Einmal noch kann sich Janet Yellen entspannt zurücklehnen und durchatmen. Wenn die Währungshüter der amerikanischen Notenbank Fed sich Mitte dieser Woche in ihrem Hauptquartier in Washington treffen, um über die Geldpolitik zu entscheiden, wird ihr Chef Ben Bernanke zum letzten Mal die Sitzung leiten. Wenige Tage später, am 1. Februar, reicht der amtsmüde Bernanke den Führungsstab an seine Vize Yellen weiter.
Das Leben der 67-Jährigen wird sich dann schlagartig ändern. Analysten, Börsianer und Journalisten werden fortan jedes ihrer Worte auf die Goldwaage legen, jede Äußerung auf mögliche Hinweise einer geldpolitischen Zeitenwende abklopfen. Ihre Worte und Taten werden die Weltbörsen bewegen, sie gegebenenfalls sogar beben lassen. Sie werden mit darüber entscheiden, ob Investoren, Finanzminister, Häuslebauer und Manager in Washington, Berlin, Tokio und Peking rote oder schwarze Zahlen schreiben. Keine Frau der Welt wird so viel Macht über die globale Wirtschaft besitzen wie Janet Yellen.
Doch wie wird sie diese Macht nutzen? Kann die neue Herrin des Geldes den dringend erforderlichen Ausstieg aus der ultralockeren Geldpolitik, die sie als Bernankes Stellvertreterin in den vergangenen Jahren mit zu verantworten hat, so gestalten, dass weder Finanzmärkte noch Konjunktur einbrechen? Wie tickt diese Frau, die sich anschickt die Weltwirtschaft zu regieren – und ansonsten gerne kocht und wandert?
Aus kleinen Verhältnissen
Scheu und etwas gemütlich kommt die neue Chefin der US-Notenbank daher. Yellen stammt aus kleinen Verhältnissen. Sie wird als Tochter eines Arztes in Brooklyn geboren und geht in dem Arbeiterviertel Bay Ridge zur Schule. Hafenarbeiter waren die Klientel ihres Vaters, und immer wieder erzählt Yellen, wie sehr sie die Erfahrungen ihrer Kindheit prägten. Oft seien die Patienten nicht in der Lage gewesen, ihren Vater zu bezahlen, weil sie keine Arbeit gehabt hätten. Arbeitslose, sagte Yellen einmal, seien für sie nicht nur Statistik. Sie habe erlebt, was es bedeute, keinen Job zu haben. Seit ihrem Studium hat sich Yellen, die mit dem Wirtschaftsnobelpreisträger George Akerlof verheiratet ist, intensiv mit den Auswirkungen und den Gründen von Arbeitslosigkeit beschäftigt.

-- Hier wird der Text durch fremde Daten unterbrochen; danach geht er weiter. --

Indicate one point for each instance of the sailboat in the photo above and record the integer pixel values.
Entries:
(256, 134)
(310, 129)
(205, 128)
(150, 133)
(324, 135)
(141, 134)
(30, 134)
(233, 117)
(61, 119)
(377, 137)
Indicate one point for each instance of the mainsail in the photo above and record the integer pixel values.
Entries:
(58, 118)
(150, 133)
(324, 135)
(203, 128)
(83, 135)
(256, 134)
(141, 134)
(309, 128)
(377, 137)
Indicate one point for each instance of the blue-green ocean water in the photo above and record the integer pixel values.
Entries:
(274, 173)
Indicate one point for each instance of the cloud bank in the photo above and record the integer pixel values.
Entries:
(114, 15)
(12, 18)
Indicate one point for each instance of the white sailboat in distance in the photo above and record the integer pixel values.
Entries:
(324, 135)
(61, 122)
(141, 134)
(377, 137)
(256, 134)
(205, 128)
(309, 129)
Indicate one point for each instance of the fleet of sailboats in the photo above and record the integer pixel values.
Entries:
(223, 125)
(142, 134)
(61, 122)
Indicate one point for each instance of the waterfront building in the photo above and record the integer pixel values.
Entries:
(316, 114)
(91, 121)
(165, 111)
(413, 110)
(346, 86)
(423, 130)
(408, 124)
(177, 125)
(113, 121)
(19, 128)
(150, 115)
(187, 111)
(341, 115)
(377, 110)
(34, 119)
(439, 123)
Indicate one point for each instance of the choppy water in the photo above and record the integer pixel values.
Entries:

Die junge Frau aus Brooklyn schafft es an die Eliteuniversität Yale, schreibt ihre Doktorarbeit in Ökonomie beim späteren Nobelpreisträger James Tobin, auf den die gerade wieder aktuelle Idee einer Finanztransaktionsteuer zurückgeht. Tobin bescheinigt ihr, sie verfüge über die Gabe, äußerst komplizierte Dinge klar und verständlich auszudrücken.

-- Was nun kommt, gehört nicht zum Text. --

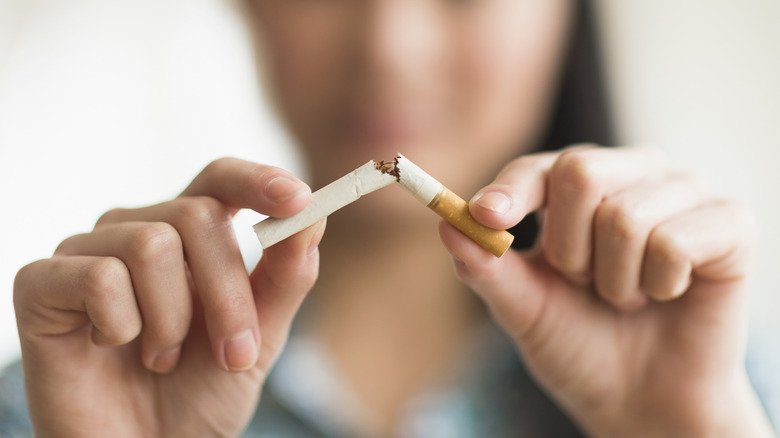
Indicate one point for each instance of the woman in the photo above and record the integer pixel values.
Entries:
(629, 312)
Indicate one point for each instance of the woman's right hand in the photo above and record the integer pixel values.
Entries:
(151, 326)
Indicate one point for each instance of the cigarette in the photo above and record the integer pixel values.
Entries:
(451, 207)
(373, 176)
(349, 188)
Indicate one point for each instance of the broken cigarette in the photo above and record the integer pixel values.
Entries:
(451, 207)
(345, 190)
(373, 176)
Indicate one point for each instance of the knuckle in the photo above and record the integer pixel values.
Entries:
(621, 219)
(23, 282)
(110, 217)
(154, 241)
(66, 246)
(576, 169)
(218, 166)
(667, 248)
(233, 305)
(204, 210)
(105, 277)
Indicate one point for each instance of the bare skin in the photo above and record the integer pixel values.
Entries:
(630, 311)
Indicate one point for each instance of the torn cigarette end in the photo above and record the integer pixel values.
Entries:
(451, 207)
(345, 190)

Yellen lehrt zunächst als Assistentin in Harvard, arbeitet seit 1977 als Ökonomin bei der Federal Reserve, wird Professorin an der Universität in Berkeley in Kalifornien. 1997 wird sie Chefin des Wirtschaftsberaterteams von US-Präsident Bill Clinton. Clinton beruft sie auch in den Vorstand der Federal Reserve. Später wechselt sie für sechs Jahre als Präsidentin der regionalen Federal Reserve nach San Francisco. Als Einzige der 19 Fed-Gouverneure warnte sie vor dem Kollaps des US-Immobilienmarktes und rief im Dezember 2007 zu Zinssenkungen auf.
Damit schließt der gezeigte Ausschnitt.